Quantitative HIV-1 RNA assay
Blood samples were collected in EDTA tubes, separated within 4 h and the plasma stored at −70°C. VL was measured in 200 µl plasma using a quantitative reverse transcriptase PCR (RT-PCR) assay (Amplicor monitor, Roche Diagnostic Systems, Brandenburg, NJ, USA).

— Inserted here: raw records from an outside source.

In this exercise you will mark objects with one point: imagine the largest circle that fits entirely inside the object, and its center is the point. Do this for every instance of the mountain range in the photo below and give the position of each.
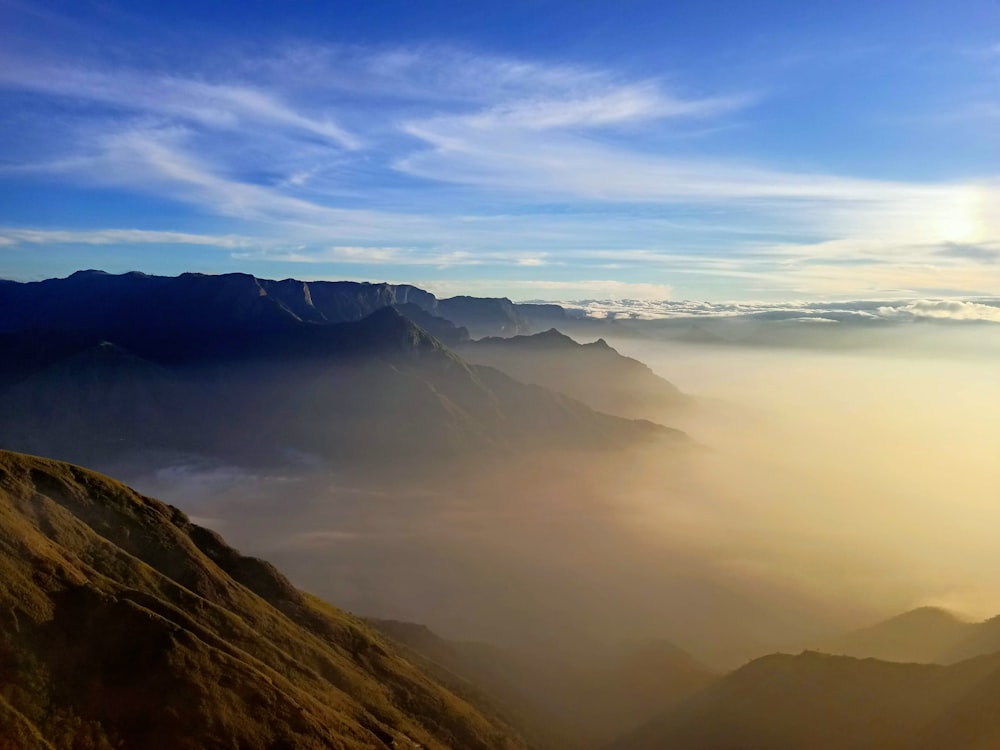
(927, 635)
(256, 370)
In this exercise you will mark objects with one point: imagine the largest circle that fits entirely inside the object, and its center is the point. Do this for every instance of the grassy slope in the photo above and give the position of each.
(123, 624)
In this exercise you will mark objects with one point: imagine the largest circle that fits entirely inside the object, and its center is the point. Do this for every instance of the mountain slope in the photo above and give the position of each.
(578, 702)
(926, 635)
(376, 390)
(593, 373)
(836, 703)
(123, 624)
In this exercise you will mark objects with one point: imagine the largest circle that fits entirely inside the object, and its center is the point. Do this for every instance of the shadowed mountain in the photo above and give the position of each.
(562, 702)
(593, 373)
(95, 300)
(122, 624)
(440, 328)
(927, 635)
(256, 383)
(825, 702)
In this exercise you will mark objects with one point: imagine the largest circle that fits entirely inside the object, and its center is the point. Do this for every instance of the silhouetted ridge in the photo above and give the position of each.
(828, 702)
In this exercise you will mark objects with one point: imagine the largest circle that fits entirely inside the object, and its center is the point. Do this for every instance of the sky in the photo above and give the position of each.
(560, 150)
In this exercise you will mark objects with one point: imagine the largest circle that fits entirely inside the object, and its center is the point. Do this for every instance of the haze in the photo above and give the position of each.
(828, 490)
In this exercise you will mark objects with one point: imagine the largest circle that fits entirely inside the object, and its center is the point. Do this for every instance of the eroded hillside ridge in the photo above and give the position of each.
(122, 624)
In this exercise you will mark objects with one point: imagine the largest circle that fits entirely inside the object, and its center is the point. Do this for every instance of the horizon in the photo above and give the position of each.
(543, 151)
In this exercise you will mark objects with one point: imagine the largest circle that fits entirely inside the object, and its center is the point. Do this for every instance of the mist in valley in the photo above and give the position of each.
(823, 491)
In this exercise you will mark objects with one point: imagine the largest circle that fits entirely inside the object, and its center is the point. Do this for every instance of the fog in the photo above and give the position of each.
(826, 491)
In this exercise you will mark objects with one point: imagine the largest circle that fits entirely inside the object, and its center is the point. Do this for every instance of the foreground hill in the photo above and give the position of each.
(560, 701)
(825, 702)
(122, 624)
(593, 373)
(927, 635)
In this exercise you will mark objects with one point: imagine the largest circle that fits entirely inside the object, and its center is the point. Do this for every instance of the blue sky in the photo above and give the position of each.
(540, 150)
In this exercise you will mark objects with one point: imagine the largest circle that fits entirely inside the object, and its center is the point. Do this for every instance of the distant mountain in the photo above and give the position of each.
(559, 702)
(593, 373)
(836, 703)
(231, 372)
(927, 635)
(483, 316)
(122, 624)
(94, 300)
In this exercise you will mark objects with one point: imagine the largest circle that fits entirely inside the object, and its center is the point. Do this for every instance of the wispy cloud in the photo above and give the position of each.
(944, 310)
(227, 106)
(12, 236)
(441, 157)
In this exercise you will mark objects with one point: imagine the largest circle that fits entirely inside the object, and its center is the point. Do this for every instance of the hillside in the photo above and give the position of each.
(593, 373)
(346, 393)
(926, 635)
(122, 624)
(566, 702)
(825, 702)
(94, 300)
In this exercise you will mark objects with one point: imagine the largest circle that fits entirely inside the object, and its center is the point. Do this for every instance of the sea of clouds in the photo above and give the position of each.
(973, 310)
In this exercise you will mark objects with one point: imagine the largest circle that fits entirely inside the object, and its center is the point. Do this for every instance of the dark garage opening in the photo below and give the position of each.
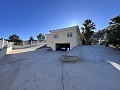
(62, 46)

Proliferative assays and cytokine production
Peripheral blood mononuclear cells (PBMC) were seeded in 96-well flat-bottom microtiter plates (2 × 105/200 µl per well) in RPMI-1640 medium supplemented with 10% of fetal calf serum. PBMC were stimulated with 1 µg/ml of PHA (Murex Biotech Limited, Dartford, UK), or 1 µg/ml of monoclonal anti-CD3 antibody (SPV3Tb) plus 1 µg/ml of monoclonal anti-CD28 antibody (L-293, Becton-Dickinson Immunocytometry Systems, San José, CA, USA), or 4 µg/ml of PWM (Sigma Chemical Co, St Louis, MO, USA). In addition, we studied proliferation in response to the following antigens: 1 µg/ml of recombinant p24 HIV-1 (Protein Science Corporation, Meriden, CT, USA), 100 IU/ml of streptokinase (SK) (Kabikinase® Pharmacia & Upjohn, S.A., Sant Cugat del Valles, Barcelona, Spain), and 0·5 Lf/ml of tetanus toxoid (TT) (NIBSC, Mill Hill, UK). We also studied the proliferative responses of PBMC to a mixture of mitomycin-treated PBMCs from 6 unrelated donors (MLR, ratio responder: target 1 : 1).

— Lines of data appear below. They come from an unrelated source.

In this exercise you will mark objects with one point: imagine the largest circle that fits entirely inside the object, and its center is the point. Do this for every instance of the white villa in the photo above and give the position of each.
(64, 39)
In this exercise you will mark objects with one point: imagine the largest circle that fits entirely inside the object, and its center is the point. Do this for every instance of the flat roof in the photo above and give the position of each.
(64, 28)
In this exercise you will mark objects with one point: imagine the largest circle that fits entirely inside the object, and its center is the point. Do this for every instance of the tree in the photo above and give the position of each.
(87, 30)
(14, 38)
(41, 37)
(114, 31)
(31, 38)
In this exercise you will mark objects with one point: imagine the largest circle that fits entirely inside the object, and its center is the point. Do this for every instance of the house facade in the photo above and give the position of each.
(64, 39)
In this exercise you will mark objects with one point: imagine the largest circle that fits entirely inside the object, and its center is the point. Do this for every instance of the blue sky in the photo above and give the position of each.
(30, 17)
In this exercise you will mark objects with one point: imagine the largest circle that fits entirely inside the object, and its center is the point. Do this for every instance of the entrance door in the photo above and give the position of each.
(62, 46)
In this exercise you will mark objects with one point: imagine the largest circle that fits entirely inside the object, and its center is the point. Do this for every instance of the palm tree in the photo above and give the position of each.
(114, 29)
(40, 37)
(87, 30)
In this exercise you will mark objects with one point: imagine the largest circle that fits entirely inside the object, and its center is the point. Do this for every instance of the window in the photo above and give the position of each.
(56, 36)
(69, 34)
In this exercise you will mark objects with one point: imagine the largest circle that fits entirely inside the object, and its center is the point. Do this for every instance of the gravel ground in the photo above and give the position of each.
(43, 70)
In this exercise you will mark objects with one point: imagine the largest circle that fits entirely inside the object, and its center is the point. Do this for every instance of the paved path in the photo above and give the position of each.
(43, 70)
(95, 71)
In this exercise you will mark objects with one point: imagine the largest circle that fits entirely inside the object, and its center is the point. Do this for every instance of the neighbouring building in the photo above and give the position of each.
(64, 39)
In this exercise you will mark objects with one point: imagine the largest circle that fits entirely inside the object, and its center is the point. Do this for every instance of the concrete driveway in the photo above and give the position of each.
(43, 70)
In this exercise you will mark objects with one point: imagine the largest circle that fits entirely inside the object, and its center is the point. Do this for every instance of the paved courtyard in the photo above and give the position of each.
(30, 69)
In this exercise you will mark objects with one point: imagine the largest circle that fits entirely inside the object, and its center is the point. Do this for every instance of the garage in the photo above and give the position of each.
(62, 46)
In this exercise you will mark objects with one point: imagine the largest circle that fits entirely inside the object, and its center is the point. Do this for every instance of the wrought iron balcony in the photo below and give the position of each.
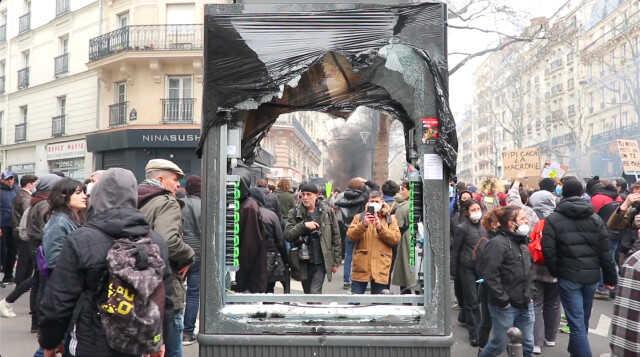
(24, 23)
(62, 7)
(177, 110)
(146, 38)
(21, 133)
(23, 78)
(61, 64)
(118, 114)
(58, 125)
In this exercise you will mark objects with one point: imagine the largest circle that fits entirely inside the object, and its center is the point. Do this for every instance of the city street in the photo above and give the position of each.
(16, 341)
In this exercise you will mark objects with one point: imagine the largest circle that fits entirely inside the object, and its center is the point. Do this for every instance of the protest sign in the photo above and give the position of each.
(629, 155)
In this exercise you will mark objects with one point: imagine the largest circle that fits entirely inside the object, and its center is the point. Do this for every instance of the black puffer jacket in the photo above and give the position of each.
(505, 265)
(575, 244)
(465, 239)
(70, 295)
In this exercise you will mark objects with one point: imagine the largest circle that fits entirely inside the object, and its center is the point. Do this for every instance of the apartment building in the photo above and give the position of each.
(47, 94)
(297, 157)
(148, 57)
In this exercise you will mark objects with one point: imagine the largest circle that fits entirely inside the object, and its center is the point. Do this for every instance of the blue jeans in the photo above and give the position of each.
(577, 300)
(358, 287)
(193, 298)
(501, 320)
(173, 326)
(348, 252)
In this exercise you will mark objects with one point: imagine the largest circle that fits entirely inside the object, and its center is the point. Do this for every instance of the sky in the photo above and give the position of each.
(461, 82)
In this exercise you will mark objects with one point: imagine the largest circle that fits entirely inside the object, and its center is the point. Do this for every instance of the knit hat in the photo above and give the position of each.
(309, 187)
(572, 188)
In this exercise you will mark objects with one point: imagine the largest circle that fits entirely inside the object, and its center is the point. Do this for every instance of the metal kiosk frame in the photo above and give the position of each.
(287, 325)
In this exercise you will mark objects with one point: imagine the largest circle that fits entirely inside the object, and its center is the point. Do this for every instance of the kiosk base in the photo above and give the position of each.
(324, 346)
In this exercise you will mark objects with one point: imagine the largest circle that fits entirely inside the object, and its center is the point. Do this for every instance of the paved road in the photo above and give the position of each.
(16, 341)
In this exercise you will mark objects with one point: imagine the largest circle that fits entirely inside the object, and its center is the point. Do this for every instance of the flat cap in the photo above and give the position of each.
(162, 164)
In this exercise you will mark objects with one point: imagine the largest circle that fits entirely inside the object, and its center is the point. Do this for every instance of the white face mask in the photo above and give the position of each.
(376, 206)
(523, 230)
(475, 216)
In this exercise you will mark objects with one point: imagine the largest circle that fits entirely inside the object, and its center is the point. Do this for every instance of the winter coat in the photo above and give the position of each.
(7, 195)
(372, 252)
(603, 198)
(465, 239)
(191, 223)
(543, 203)
(514, 198)
(286, 202)
(252, 274)
(81, 268)
(271, 201)
(20, 204)
(330, 242)
(403, 273)
(162, 211)
(56, 231)
(506, 268)
(575, 244)
(38, 217)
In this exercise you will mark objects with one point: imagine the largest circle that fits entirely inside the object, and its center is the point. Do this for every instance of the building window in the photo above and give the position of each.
(178, 105)
(61, 63)
(118, 110)
(58, 122)
(23, 74)
(123, 19)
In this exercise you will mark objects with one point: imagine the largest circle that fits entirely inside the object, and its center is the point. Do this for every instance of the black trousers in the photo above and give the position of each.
(26, 261)
(485, 326)
(471, 305)
(8, 250)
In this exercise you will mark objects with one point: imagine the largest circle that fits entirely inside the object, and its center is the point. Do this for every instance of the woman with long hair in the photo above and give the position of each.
(67, 203)
(505, 266)
(466, 237)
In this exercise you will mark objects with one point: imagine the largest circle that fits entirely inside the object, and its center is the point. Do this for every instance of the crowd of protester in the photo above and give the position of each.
(518, 255)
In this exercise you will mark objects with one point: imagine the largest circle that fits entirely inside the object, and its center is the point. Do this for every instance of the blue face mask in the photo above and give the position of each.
(559, 190)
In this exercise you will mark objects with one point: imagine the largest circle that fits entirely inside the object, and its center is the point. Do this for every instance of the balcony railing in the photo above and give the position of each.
(62, 7)
(61, 64)
(178, 110)
(24, 23)
(57, 125)
(21, 133)
(118, 114)
(23, 78)
(146, 38)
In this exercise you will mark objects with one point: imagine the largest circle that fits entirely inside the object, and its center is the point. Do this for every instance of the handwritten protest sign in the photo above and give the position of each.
(521, 163)
(630, 156)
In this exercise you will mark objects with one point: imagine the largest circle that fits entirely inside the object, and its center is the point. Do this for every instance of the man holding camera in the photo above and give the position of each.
(375, 232)
(312, 227)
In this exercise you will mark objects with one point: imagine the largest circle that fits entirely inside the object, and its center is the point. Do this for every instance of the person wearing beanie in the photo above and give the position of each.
(576, 250)
(312, 227)
(192, 234)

The cultures were incubated at 37°C and maintained in an humidified atmosphere containing 5% CO2. After 3 days of culture with a mitogenic stimulus, and 6 days of culture with an antigenic stimulus, 50% of the culture supernatants were harvested and stored at −70°C and the wells were replenished with an equivalent volume of fresh medium with 1 µCi[3H]-Thymidine (Amershan, Buckinghamshire, UK). Cell proliferation was estimated by incorporation of [3H]-Thymidine into DNA during the last 6 h of culture. The cells were harvested in glass fibre filters in an automatic cell harvester (Titertek Cell Harvester, Skatron, A.S., Flow Laboratories, Lier, Norway) and radioactive incorporation was measured in a liquid scintillation spectrometer (1450 Microbeta Trilux, Wallac, Turku, Finland). The assay was carried out in quadruplicate. The results were expressed as ‘lymphocyte stimulation index’ (see statistical analysis).

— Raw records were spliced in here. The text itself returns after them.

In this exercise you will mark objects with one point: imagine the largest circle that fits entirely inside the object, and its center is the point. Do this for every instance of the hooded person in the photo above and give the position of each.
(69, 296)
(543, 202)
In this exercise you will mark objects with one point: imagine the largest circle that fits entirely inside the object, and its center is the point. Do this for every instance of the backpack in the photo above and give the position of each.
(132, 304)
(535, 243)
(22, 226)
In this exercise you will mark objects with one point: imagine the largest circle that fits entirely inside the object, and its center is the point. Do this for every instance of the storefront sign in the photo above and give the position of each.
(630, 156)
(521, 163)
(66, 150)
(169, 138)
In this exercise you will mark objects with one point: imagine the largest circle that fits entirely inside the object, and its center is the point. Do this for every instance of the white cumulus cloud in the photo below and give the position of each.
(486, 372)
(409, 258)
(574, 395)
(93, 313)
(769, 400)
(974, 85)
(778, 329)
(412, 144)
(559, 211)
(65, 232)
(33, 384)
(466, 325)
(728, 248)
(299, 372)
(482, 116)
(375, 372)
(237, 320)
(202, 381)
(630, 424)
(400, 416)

Cytokine production was quantified in the supernatants of the cultures of PBMC stimulated with PHA. We have used commercially available ELISA assays, according to the manufacturer's instructions: IL-5 (Bio Source International, Camarillo, CA, USA), TNF-α, and IFN-γ (Bender Medical Systems Diagnostics, Vienna, Austria). Concentrations were assayed in triplicate.
Quantification in plasma samples of IL-7 levels was done using commercially available ELISA assays and according to the manufacturer's instructions (Quantikine HS human IL-7 kit; R & D Systems, Abingdon, UK). Samples were assayed in triplicate. All values were inside the range of the standard curve (0–16 pg/ml).
Quantification of CD4+ T lymphocyte subsets
Total counts and percentage of CD4+ and CD8+ T-cells were analysed by TRUCOUNT™ (Becton-Dickinson Immunocytometry Systems) in whole blood, whereby cells were selected by means of an SSC gate against anti-CD45 [37], following the manufacturer's instructions. The acquisition was carried out in a FACSCalibur cytometer (Becton-Dickinson) using the CELLQuest (Becton-Dickinson) acquisition program immediately after cell staining. TRUCOUNT™ Control Beads were routinely used as a quality control.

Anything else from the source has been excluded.